Toyota, the world's leading auto company, faces a series of product problems causing a $2 billion recall , an investigation by the National Highway Traffic Safety Administration, and a galling loss of face for a company from face-conscious Japan. This follows its first annual financial loss in 50 years, with profitability regained partly through cost-cutting.
Sayonara for a while to Toyota's reputation for quality control and invincibility. But in Dearborn, Michigan, there are no smug smiles. Ford announced that it is also fixing electronic brakes in its hybrid cars after a damaging review by Consumer Reports and more generalized concerns about electronics in cars.
The noise continues. In banking, the latest jackhammer blow to any remaining pedestal pieces is acivil fraud lawsuit against former Bank of America CEO Kenneth Lewis. Okay, bankers might not be saints, but the saintly are crashing, too. Ten U.S. missionaries were arrested in Haiti on charges of abducting children, apparently admitting that they had neglected to secure all the necessary permissions, and with hints that some of the "orphans" had living parents. Do some people who feel they are doing good think that they can bend a few inconvenient rules to do it?

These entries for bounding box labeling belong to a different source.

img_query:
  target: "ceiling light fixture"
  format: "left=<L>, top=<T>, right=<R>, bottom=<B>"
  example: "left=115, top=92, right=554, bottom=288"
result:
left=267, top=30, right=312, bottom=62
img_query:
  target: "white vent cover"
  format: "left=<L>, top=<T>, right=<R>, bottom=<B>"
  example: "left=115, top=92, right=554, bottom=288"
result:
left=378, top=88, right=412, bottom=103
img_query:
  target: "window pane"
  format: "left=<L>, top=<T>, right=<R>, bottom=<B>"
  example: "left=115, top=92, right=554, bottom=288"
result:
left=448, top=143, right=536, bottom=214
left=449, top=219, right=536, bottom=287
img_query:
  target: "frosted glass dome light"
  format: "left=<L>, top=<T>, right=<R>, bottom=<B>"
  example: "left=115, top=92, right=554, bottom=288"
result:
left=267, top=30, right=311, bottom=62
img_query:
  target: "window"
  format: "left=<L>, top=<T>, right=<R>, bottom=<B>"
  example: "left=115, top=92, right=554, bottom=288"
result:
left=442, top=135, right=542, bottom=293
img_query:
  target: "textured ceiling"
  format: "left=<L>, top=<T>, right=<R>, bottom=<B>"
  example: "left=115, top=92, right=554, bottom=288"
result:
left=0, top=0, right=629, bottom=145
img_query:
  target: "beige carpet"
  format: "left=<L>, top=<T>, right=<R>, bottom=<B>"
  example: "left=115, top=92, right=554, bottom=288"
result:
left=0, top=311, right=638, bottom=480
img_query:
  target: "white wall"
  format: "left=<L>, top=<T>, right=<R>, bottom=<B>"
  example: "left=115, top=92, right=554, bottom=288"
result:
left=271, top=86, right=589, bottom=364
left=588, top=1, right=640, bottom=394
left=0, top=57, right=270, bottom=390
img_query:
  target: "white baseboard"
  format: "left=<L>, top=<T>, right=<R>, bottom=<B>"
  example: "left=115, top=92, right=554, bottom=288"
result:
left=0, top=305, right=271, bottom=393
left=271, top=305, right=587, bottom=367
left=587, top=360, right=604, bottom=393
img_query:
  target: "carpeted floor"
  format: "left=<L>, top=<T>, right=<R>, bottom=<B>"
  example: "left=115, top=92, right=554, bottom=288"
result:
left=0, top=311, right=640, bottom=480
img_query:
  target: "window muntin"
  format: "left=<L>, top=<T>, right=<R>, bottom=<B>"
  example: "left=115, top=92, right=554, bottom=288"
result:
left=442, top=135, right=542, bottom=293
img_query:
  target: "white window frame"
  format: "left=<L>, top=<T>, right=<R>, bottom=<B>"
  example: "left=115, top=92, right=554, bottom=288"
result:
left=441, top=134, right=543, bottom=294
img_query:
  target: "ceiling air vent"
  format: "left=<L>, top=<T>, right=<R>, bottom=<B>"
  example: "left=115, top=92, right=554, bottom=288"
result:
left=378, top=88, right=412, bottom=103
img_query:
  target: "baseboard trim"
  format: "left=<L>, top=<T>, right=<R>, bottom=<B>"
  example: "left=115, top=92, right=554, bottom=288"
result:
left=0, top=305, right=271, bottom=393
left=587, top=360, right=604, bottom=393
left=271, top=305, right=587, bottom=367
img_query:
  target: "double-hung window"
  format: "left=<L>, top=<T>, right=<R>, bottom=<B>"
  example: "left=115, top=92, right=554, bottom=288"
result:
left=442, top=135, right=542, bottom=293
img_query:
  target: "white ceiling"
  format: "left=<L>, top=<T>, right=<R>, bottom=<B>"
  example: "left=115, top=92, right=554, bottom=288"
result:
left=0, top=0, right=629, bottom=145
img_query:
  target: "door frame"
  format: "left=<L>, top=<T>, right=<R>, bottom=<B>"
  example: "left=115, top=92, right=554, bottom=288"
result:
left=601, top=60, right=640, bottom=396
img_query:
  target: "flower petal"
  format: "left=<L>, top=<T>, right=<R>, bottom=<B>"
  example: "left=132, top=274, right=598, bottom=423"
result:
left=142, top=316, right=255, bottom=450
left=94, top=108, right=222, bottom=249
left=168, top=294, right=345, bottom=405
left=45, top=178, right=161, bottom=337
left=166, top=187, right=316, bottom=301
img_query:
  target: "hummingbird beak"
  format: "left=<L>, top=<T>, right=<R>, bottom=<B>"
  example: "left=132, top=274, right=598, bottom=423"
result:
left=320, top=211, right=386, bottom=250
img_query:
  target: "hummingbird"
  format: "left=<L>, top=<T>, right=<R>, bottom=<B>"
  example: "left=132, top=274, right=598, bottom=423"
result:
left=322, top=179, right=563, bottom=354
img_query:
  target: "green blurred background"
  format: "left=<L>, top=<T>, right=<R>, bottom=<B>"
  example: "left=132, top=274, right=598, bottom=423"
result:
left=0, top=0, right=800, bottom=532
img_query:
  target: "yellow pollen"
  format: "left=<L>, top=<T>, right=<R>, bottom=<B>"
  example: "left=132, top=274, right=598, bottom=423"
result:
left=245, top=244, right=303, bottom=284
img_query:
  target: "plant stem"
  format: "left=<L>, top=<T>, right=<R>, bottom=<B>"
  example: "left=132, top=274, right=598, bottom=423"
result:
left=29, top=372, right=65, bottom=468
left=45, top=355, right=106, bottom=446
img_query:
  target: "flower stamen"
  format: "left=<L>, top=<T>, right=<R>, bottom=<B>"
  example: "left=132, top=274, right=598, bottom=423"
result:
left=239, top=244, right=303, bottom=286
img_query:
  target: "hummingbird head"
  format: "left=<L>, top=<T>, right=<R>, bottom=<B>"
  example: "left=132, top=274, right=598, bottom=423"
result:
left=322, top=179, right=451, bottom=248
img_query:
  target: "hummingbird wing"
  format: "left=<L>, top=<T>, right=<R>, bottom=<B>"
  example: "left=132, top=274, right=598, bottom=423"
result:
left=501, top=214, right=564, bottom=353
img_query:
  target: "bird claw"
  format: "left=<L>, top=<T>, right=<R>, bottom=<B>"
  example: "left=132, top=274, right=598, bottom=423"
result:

And if these weren't enough reminders about fallen idols for one week, the Super Bowl did not feature my favorite team, the New England Patriots, whose period of NFL dominance snapped this fall among hints of eroding focus and discipline.
All too often, long periods of continued success are undermined not by the competition but by self-inflicted wounds. I uncovered common patterns in business, sports, leadership, and life in research for my book Confidence: How Winning Streaks & Losing Streaks Begin & End .
Winners become sinners when confidence turns into complacency and arrogance. They over-estimate their own invincibility and under-value mundane disciplines. Whenever someone feels on top over a long period of time, they are tempted to neglect the very fundamentals that helped them succeed in the first place. They might even start to feel that the rules don't apply to them.
Success means that people or teams or organizations survive long enough to need maintenance, repairs, and reinvestment. Winners undergo natural aging processes, as people get older, slow down, leave. Facilities, tools, and bags of tricks get older, deteriorate, and run down. Newcomers might get less rigorous training while long-timers forget what they learned. As momentum runs down, people and buildings begin to look run down. Neglect takes on tangible physical manifestations, such as out-of-shape bodies or broken windows. Add to this the pressures in a recession to cut costs and defer expenditures.
Erosion begins by removing a process or discipline. Let's defer those roof repairs for another year... Let's cut out one practice; we already have so many... Let's save time by eliminating the weekly team meeting... The Chernobyl nuclear plant disaster was said to be caused by engineers neglecting small portions of routine safety checks because they had done so before, and nothing had happened. Oops.
Whether you head a company, lead a good cause, or coach your children's soccer teams, your job is to root out complacency. Remember to:
- Keep up the essential disciplines every single day, not skipping a single one.
- Keep checking everything carefully.
- Repair, renew, relearn, and reinvest regularly.
- Don't rejoice in others' misery, because you could be next.
- Thank anyone who points out flaws. Listen to disgruntled customers or disaffected constituencies.
- Treat even small setbacks as occasions for redoubled efforts.
"Winning is great, but sometimes it takes a loss to get you motivated again. It humbles you down to reality," said a high school athlete in my research. That youth speaks truth! Although he might not be old enough to drive a Toyota, he is headed in the right direction.